Five miles from the promised land, there’s everything a migrant might need: rental car agencies that provide their own drivers; a cheap place to spend the night biding time; pay-as-you-go cellphones; and a chicken doner in perpetual motion. Edirne isn’t big, and most tourist guides highlight a gorgeous mosque and the locals’ penchant for fried liver. But those guides ignore Edirne’s greatest advantage for innumerable visitors: It’s five miles to Greece, the European Union, and potential refugee status. Edirne is the last stop before Europe.
The United Nations estimates that more than 6 million Syrians are displaced—nearly a third of the population. An incredible 2 million of these individuals are in Turkey, and an untold number of them are trying to make their way to Europe, where, to hear them say it, the streets are paved in gold. The streets are just asphalt in this northwest corner of Turkey, but all roads to Europe go through Edirne. From a historian’s perspective, they always have.
“Edirne is like a gun,” the writer Ismail Keskin says, describing the city of 150,000 people. “It gets loaded with refugees, and then shoots them everywhere.”
Refugees from Syria aren’t considered part of Turkishness
Keskin is a historian and a novelist, and he tries to explain how Syrian refugees fit into the region’s migration history. He’s a good person to do so, since he just published a novel about a Syrian family’s flight through Edirne, called The Exile of the Cactus Flower. Balding, with a grad student’s beard, Keskin talks over a frappe. It’s an affectation he picked up in Greece, where he was studying the 1923 population exchange that uprooted as many as 500,000 Greek Muslims from their homeland and brought them to Turkey, where few spoke the language or knew the customs.
Unlike those who came a century ago, “refugees from Syria aren’t considered as being part of Turkishness,” Keskin says. “They have never been considered as the ones who have a right to claim their part.” In the early 1900s, nearly a million Muslims fled the new Balkan nation-states for Turkey. Known as muhacir in Turkish, thousands died of starvation, and at the hands of lynch mobs and bandits on their way to Edirne and all points south. But they were fortunate, in a way, since they were fleeing to a Turkey still defining what “Turkishness” meant. The Turkish language hadn’t been standardized yet; decades of war had the grotesque effect of giving these Balkan migrants job opportunities; a revolutionary education system would forge their children into Turks.
A late 19th-century mansion for sale in Edirne.

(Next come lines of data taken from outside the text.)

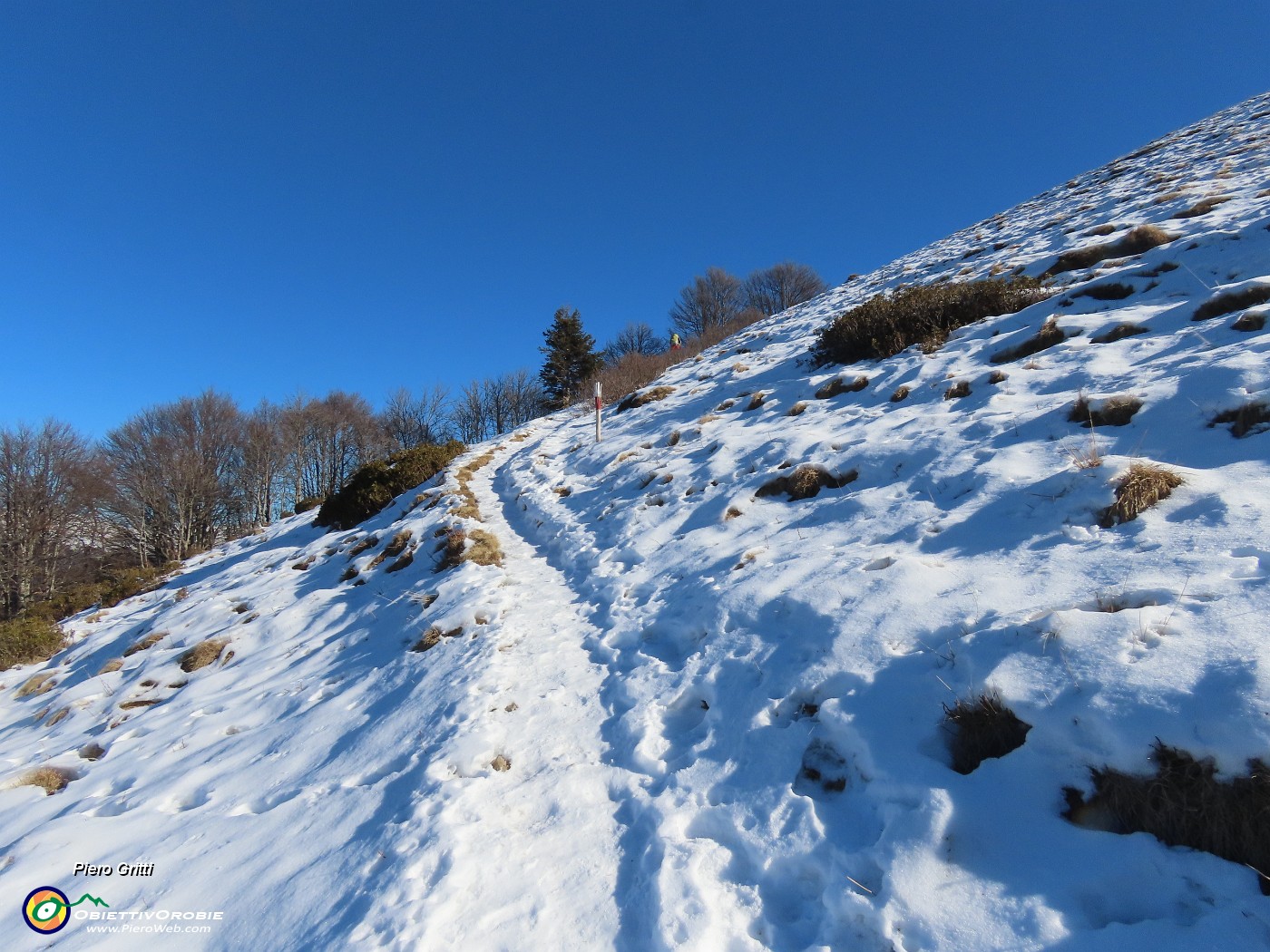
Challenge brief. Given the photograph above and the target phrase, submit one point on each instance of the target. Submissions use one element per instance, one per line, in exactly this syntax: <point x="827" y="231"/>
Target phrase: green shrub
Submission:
<point x="25" y="640"/>
<point x="378" y="482"/>
<point x="926" y="314"/>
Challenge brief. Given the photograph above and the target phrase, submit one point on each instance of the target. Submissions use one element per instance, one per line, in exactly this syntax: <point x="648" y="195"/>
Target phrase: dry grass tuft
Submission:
<point x="1251" y="418"/>
<point x="51" y="780"/>
<point x="1045" y="338"/>
<point x="806" y="482"/>
<point x="1140" y="238"/>
<point x="840" y="386"/>
<point x="1139" y="489"/>
<point x="37" y="685"/>
<point x="1184" y="805"/>
<point x="1113" y="412"/>
<point x="983" y="729"/>
<point x="1119" y="333"/>
<point x="923" y="315"/>
<point x="1108" y="291"/>
<point x="643" y="397"/>
<point x="1232" y="301"/>
<point x="397" y="545"/>
<point x="202" y="654"/>
<point x="432" y="637"/>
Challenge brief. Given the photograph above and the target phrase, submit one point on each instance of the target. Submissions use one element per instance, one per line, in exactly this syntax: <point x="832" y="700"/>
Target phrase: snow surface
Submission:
<point x="663" y="653"/>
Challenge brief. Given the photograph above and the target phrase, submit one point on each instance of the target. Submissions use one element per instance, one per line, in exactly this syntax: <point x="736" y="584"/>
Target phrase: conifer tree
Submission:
<point x="571" y="358"/>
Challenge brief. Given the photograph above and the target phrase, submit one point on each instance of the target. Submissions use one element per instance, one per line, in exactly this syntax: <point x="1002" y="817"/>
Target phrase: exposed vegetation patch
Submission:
<point x="1108" y="291"/>
<point x="982" y="729"/>
<point x="924" y="315"/>
<point x="432" y="637"/>
<point x="1140" y="238"/>
<point x="1045" y="338"/>
<point x="806" y="482"/>
<point x="27" y="640"/>
<point x="1119" y="333"/>
<point x="841" y="386"/>
<point x="202" y="654"/>
<point x="1251" y="418"/>
<point x="644" y="396"/>
<point x="1184" y="805"/>
<point x="1232" y="301"/>
<point x="1139" y="489"/>
<point x="51" y="780"/>
<point x="406" y="559"/>
<point x="1113" y="412"/>
<point x="378" y="482"/>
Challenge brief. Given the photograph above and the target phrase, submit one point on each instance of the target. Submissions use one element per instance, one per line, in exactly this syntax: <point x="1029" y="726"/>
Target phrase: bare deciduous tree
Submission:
<point x="710" y="301"/>
<point x="780" y="287"/>
<point x="413" y="421"/>
<point x="50" y="485"/>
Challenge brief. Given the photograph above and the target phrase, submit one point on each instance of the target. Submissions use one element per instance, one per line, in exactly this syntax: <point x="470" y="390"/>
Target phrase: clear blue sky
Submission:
<point x="269" y="196"/>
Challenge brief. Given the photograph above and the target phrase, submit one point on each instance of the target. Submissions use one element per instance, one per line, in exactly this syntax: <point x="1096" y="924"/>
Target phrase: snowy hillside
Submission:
<point x="686" y="714"/>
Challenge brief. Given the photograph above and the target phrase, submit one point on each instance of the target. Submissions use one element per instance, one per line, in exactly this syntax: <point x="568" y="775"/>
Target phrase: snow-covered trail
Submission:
<point x="535" y="856"/>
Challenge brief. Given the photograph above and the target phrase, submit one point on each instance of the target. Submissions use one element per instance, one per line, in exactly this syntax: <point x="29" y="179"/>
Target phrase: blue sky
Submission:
<point x="279" y="197"/>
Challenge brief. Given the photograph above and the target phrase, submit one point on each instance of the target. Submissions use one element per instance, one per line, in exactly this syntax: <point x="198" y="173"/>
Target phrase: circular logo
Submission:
<point x="46" y="909"/>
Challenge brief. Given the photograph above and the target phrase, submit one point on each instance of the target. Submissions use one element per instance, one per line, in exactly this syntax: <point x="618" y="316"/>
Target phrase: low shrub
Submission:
<point x="1184" y="805"/>
<point x="1232" y="301"/>
<point x="1140" y="238"/>
<point x="924" y="315"/>
<point x="1139" y="489"/>
<point x="27" y="640"/>
<point x="643" y="397"/>
<point x="806" y="482"/>
<point x="982" y="729"/>
<point x="378" y="482"/>
<point x="1113" y="412"/>
<point x="1251" y="418"/>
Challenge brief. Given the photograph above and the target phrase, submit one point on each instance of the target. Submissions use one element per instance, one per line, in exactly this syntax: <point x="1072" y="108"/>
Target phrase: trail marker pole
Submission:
<point x="597" y="412"/>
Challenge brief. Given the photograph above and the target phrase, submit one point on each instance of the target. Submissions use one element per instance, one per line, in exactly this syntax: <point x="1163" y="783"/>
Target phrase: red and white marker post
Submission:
<point x="597" y="412"/>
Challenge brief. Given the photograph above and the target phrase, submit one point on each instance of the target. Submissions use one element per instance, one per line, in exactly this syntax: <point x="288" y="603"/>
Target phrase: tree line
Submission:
<point x="180" y="478"/>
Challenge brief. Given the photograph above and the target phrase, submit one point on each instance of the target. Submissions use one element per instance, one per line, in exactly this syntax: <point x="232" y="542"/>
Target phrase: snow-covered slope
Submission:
<point x="683" y="714"/>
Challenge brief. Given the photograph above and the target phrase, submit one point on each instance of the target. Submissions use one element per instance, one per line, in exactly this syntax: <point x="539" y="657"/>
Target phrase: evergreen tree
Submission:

Photo: Asher Kohn
Coinciding with this Balkan exodus was the Arab Revolt against the Ottoman Empire. Though it’s remembered heroically in Syrian history, the architects of the Turkish state saw it as betrayal. It should be old history by now, but as Keskin puts it, Turkish textbooks portray the Arabs “as a dirty, ignorant, uncivilized, non-trustable back-stabber nation.” Edirne’s people, the vast majority of whom trace their roots to these Balkan refugees, see themselves as “Sons of the Conquerors,” as a popular nationalist saying goes. The Syrians are seen as the sons of the perfidious.
This may be why Syrians are less visible in Edirne than they are in far larger Istanbul. According to Keskin, the 2 million Syrians in Istanbul, in refugee camps, and in southern Turkey are largely here to stay. In Edirne, they’re only there to leave.
The cluster of pensions, phone shops, and car agencies sits on Edirne’s far western edge, on the way out of town. There are underclothes, boxers, and socks hanging out of many pension windows, which gives the area a peculiar look of having a transient camp occupy permanent space. The Syrians are mostly 20 to 30 years old and spend their time either in PlayStation cafés or dealing cards. Every so often a car comes up and a few men grab their duffel bags and hop in.